Thanks for your and Dan’s fantastic blog (they are always a must read for me).
@ND: If you held HXS and CRA disallowed the structure in the near future (and you had to pay full tax on a large capital gain), you would have less after-tax money in your CCPC to invest, relative to if you had simply held a plain-vanilla US equity ETF (which was not forced to realize a capital gain). It’s really the deferral benefit that you could possibly lose out on.
@Justin: If you held HXS in a CCPC and CRA disallowed the structure, you could always “cash-out” the capital gains out of the CCPC, taking out dividends, and leave more active business income inside the CCPC, taxed at a more favourable tax rate. What do you think?
http://www.financialwisdomforum.org/forum/viewtopic.php?p=238019#p238019
” (…) But if this example is correct, there is a corollary. You are better to realize capital gains as you go rather than deferring them (again ignoring frictional costs). Your tax savings from not taking the dividend from active income (or salary) will exceed the tax you pay on the capital gains. You can then use that tax savings to reinvest in the same ETF at a higher ACB. (Capital gain harvesting! And you don’t need to worry about the superficial gain rule!) Of course, you’ll have nothing to offset your capital losses if when you wind up the company any of your ETFs are in a loss position. “
@Jaz: This would definitely be an option as well.
I’m confused with this article which makes placing foreign investments in the corp account not a great option from a tax perspective. However you’ve also previously written white papers on foreign withholding taxes in 2014 and 2016 (which didn’t include corp account) which shows that the foreign tax drag is highest in the RRSP and TFSA accounts, followed by the corp account (can you also comment on why the numbers are lower in your 2016 report and why you didn’t include corp account…what changed?).

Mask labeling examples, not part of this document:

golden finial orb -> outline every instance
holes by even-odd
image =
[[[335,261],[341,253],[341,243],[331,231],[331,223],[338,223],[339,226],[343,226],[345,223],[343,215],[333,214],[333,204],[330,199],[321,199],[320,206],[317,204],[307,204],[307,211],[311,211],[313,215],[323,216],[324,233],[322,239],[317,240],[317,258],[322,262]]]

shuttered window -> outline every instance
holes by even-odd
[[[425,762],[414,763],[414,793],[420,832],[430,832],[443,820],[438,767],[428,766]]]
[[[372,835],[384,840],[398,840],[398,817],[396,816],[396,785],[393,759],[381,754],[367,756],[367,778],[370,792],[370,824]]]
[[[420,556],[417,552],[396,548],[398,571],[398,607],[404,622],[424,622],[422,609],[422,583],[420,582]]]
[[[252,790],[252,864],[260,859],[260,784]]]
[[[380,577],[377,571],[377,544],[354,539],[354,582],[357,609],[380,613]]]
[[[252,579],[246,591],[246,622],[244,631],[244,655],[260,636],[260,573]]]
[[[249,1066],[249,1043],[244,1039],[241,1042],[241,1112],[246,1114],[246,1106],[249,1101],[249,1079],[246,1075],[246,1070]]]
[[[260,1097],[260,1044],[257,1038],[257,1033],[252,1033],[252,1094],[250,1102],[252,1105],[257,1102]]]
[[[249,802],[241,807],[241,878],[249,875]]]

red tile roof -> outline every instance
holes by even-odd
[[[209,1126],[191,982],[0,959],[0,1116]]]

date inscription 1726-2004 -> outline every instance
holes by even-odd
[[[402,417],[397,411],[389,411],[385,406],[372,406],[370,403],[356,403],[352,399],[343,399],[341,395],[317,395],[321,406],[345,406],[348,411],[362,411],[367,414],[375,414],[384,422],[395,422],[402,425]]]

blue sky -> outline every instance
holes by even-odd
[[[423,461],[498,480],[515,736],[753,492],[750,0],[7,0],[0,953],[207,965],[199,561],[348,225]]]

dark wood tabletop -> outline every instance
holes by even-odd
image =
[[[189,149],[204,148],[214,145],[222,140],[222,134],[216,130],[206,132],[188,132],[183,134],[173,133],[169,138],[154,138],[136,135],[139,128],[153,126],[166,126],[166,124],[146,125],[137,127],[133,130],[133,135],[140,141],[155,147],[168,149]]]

Are you saying that even despite the foreign withholding taxes being a greater drag in the RRSP/TFSA accounts, once our Canadian tax system gets a hold of them we still come out ahead by holding foreign equities in RRSP?
@AZ: In the 2014 foreign withholding tax paper, we tried to include an estimate of the corporate refundable tax drag by lumping it in with foreign withholding taxes. In our 2016 FWT update, we decided to exclude corporate accounts in the discussion, as the foreign withholding tax implications are similar to personal non-registered accounts (I wanted to separate the impact of “foreign withholding taxes” in a corporate account with the impact from the “corporate refundable tax drag”, as they are not the same thing).
In this blog post, I am discussing the lesser known corporate refundable tax drag from foreign dividend income (not foreign withholding taxes).
Re #1, isn’t this contrary to your white paper “Asset location for taxable investors” which did an analysis that still found fixed income in RRSP better than in a taxable account spanning a decade that included recession and very low interest rates?
@AZ: This blog post is not saying that you must hold equities in an RRSP vs. a corporate account. It is explaining that there is an additional tax drag from foreign dividend income when this income is earned in a corporate account – this may run contrary to other tax analysis, and this is usually the case when dealing with the various portfolio tax decisions investors must make.
In practice, the main asset location decision (i.e. whether to hold equities/fixed income in RRSPs/taxable accounts) is difficult to optimize without knowledge of the future income/returns/contributions/withdrawals/tax loss selling strategy, etc. Even if you were able to optimize it, it would have the most benefit for someone with 50% invested in an RRSP and 50% invested in a taxable account (which is rarely the case). Once the mix changes, any potential benefit of the decision is reduced.
AZ, have a look at the link Justin provided in his comment below on Aug 9th at 11.14am about RRSPs including asset location. It challenges some of the conventional wisdom on this topic.
Hey Justin, I’ve read all of your posts, more than once. I think this is one of your most valuable responses pertaining to my situation. Thank you for this.